The precision and beauty of all the ceremonies has been remarkable—the cremation crowd, to a man, is elated.

The statue of Chinese goddess Dewi Kwan Im in the cave-temple in Nusa Penida.

5 February 2009: Kneaded once again
My office’s security guard, Wayan Suyasa, has magic hands, and he is often called upon to alleviate my creeping atrophy.
This morning, as he pounds away at my right shoulder―frozen after a recent night-flight from Bangalore―he tells me about his pilgrimage on Chinese New Year to a holy cave (the Gua Giri Putri on the island of Nusa Penida south east of Bali).

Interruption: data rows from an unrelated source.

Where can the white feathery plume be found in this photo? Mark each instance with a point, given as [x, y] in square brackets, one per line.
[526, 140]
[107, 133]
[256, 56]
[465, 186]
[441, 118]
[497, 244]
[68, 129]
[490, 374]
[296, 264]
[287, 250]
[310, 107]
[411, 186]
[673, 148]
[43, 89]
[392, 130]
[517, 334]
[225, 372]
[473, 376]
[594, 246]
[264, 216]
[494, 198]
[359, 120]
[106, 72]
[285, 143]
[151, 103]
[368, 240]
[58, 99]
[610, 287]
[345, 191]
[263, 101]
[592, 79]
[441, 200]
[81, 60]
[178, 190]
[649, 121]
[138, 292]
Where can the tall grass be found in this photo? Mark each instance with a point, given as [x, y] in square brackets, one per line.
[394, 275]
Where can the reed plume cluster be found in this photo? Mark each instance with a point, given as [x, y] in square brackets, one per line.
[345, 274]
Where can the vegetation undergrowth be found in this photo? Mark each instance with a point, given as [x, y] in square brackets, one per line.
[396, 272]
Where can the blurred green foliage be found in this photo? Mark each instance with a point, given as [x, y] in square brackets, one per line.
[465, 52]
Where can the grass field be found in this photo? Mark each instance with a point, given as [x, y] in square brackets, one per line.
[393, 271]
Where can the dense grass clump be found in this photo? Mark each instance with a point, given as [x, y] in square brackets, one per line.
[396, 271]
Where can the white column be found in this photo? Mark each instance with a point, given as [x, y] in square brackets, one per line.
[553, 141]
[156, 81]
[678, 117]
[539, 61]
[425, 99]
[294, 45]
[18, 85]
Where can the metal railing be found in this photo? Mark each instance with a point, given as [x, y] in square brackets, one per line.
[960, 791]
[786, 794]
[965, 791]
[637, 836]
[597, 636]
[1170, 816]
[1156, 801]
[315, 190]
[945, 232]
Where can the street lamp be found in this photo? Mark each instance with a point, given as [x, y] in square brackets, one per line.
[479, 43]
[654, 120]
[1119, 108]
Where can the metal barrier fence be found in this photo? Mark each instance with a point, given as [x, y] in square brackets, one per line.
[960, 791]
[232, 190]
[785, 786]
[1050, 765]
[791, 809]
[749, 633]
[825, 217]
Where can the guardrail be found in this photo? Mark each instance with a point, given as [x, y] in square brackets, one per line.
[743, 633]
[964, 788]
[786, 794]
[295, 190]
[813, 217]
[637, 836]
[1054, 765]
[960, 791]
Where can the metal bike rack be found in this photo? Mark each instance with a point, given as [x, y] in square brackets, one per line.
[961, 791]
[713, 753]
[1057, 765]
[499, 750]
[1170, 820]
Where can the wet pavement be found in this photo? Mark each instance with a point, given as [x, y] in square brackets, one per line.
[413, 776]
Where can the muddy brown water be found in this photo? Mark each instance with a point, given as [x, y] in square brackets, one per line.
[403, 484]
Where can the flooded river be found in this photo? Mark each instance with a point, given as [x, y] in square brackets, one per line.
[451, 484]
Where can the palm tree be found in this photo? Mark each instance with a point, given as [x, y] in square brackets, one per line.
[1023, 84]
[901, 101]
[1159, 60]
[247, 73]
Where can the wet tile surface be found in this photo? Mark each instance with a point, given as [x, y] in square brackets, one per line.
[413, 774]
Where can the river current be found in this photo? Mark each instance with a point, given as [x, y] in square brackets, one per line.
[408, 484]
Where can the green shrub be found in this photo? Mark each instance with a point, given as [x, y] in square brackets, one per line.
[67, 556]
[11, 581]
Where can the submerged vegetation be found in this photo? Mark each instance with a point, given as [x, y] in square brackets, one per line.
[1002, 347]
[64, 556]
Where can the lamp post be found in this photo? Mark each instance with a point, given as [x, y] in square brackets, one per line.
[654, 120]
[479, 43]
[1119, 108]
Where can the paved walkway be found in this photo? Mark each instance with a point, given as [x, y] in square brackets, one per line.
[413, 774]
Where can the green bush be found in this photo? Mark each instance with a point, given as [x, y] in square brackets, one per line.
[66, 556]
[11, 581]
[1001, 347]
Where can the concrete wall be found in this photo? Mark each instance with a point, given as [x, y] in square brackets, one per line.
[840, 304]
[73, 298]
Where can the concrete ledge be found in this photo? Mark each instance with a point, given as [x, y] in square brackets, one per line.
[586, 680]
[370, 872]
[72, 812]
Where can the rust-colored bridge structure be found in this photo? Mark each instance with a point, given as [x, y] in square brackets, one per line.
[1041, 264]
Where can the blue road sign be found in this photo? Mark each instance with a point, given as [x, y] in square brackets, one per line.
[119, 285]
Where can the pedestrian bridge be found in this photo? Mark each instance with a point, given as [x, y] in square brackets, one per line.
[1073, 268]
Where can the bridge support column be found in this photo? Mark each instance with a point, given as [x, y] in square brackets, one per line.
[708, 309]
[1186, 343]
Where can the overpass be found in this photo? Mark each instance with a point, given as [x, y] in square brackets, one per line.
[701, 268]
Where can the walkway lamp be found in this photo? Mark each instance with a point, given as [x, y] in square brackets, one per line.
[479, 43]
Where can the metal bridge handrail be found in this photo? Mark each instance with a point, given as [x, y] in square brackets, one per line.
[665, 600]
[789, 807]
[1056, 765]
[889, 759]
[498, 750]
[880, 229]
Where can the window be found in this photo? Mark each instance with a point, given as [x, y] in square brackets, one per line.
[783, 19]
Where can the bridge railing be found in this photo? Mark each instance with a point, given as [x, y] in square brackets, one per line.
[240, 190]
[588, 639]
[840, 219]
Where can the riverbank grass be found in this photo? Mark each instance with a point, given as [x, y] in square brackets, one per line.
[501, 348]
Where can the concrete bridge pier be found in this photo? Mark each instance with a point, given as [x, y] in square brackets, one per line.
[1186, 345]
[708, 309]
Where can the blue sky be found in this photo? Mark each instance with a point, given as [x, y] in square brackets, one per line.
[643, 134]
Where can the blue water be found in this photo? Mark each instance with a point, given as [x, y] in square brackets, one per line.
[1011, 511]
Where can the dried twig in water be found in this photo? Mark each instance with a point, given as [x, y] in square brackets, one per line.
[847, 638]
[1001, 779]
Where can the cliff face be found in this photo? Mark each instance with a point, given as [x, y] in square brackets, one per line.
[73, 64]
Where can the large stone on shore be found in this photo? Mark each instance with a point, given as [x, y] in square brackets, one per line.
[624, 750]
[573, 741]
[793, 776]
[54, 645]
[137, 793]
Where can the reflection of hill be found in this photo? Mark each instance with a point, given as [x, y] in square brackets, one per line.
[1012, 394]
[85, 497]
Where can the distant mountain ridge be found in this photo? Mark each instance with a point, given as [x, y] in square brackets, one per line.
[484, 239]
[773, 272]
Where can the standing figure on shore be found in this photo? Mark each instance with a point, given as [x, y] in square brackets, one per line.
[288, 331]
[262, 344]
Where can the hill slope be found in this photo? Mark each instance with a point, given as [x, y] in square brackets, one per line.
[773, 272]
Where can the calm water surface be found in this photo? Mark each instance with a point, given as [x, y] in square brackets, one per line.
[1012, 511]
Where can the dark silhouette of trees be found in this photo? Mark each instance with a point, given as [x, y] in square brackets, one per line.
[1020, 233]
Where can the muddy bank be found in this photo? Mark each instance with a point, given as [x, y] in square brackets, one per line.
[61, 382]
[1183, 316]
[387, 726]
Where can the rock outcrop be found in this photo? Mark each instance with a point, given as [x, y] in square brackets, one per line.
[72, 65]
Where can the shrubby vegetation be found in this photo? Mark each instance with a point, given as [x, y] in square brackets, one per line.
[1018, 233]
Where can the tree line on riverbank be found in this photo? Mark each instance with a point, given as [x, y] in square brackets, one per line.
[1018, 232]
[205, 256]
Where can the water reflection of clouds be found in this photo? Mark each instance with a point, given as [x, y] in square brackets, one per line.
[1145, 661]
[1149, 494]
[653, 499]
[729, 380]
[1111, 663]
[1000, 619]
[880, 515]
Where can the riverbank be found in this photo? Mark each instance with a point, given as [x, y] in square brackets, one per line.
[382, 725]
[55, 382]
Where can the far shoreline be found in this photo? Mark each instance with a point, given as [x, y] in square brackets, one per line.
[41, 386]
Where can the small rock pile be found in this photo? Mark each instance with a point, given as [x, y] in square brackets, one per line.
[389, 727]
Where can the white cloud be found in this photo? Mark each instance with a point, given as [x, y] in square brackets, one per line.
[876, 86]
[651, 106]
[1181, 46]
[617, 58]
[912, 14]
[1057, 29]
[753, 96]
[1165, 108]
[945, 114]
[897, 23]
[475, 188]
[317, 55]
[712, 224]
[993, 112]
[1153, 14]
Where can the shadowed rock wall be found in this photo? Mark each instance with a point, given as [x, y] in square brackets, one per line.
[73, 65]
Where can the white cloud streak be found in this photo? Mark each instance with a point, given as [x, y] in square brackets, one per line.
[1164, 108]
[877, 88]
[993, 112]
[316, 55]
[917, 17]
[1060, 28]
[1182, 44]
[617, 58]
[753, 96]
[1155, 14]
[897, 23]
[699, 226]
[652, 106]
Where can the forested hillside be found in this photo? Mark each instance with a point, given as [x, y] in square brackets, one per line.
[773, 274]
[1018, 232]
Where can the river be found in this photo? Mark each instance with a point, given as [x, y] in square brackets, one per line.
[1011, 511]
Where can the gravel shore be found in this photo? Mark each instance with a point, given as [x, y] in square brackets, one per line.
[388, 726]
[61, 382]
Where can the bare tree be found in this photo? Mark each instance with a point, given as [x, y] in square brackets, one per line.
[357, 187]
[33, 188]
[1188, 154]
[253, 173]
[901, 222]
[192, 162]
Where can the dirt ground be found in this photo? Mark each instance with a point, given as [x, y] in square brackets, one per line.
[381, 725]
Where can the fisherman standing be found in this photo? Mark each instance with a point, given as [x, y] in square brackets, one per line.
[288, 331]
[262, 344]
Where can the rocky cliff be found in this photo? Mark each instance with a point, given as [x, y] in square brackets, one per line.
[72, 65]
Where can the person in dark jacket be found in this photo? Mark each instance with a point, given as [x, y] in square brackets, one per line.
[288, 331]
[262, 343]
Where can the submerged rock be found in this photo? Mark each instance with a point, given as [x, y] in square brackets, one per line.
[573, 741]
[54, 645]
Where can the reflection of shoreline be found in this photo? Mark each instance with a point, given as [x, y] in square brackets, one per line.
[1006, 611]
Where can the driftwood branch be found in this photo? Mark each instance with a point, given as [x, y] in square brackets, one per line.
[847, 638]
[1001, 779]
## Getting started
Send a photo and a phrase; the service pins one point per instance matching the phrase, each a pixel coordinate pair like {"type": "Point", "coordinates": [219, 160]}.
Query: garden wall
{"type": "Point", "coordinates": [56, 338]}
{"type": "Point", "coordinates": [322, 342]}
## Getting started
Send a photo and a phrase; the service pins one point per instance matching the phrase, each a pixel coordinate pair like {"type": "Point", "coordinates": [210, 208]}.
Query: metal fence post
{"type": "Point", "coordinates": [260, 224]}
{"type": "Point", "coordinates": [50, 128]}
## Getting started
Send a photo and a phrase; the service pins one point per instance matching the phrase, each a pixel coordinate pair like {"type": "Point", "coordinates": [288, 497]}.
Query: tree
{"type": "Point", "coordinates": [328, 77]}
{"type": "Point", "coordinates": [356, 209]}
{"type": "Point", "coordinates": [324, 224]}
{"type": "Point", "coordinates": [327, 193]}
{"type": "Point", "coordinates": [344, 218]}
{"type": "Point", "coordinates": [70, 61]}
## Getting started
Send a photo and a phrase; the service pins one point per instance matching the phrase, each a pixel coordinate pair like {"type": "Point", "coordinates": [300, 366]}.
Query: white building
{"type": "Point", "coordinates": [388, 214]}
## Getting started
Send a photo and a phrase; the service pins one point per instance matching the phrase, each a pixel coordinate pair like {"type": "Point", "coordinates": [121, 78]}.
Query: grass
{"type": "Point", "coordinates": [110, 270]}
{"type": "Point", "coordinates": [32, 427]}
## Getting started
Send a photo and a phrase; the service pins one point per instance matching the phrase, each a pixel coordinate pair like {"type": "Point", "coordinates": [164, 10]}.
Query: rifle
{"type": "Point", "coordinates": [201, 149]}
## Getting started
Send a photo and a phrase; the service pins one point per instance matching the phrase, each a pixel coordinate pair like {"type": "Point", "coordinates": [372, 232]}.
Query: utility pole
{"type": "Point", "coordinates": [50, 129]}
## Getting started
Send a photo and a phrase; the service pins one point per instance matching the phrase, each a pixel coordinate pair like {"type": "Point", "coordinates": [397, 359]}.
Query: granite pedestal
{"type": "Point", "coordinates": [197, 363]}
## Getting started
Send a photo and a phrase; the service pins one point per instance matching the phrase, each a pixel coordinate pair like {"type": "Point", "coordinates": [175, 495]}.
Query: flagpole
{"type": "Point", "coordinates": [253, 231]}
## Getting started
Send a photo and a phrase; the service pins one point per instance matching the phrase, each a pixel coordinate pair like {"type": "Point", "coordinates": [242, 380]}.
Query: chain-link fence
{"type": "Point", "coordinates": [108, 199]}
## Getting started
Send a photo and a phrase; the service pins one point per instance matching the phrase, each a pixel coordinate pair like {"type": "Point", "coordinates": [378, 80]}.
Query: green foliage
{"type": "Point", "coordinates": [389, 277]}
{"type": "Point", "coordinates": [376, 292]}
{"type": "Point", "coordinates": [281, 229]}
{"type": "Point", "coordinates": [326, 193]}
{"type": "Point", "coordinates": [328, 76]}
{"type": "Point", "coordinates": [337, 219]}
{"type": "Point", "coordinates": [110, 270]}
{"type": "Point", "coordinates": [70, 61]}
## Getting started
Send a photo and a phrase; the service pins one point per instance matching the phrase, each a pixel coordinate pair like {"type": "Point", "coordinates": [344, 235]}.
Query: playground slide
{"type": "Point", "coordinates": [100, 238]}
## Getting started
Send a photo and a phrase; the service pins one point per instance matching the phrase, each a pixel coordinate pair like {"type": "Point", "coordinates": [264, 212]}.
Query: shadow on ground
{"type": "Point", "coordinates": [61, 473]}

Suyasa is a very spiritual fellow and a great story-teller. He explains how he had seen a statue of the Chinese Goddess of Mercy, ‘Dewi Kwan Im’, in the cave, and how on that day a group of Russians were meditating there (this is a new tourism market sector).

The cave-temple priest spoke excellent English (to the Russians?), he explains as he shows me all the photos of the god-statues he had taken on his handphone. The priest had told Wayan that the cave’s main deity, Dewi Gayatri, is in fact the embodiment of three goddesses: two of Bali’s most revered goddesses―Dewi Danu (of Batur Lake) and Dewi Saraswati, Goddess of Learning and the Arts―plus the South China Seas main goddess, revered in coastal communities along the Vietnamese, Javanese and Balinese coasts.

In an era when nearly all one’s Chinese clients and friends are renouncing their ancestral roots, it is refreshing to hear about the Balinese lingering piety towards this goddess of charity and love.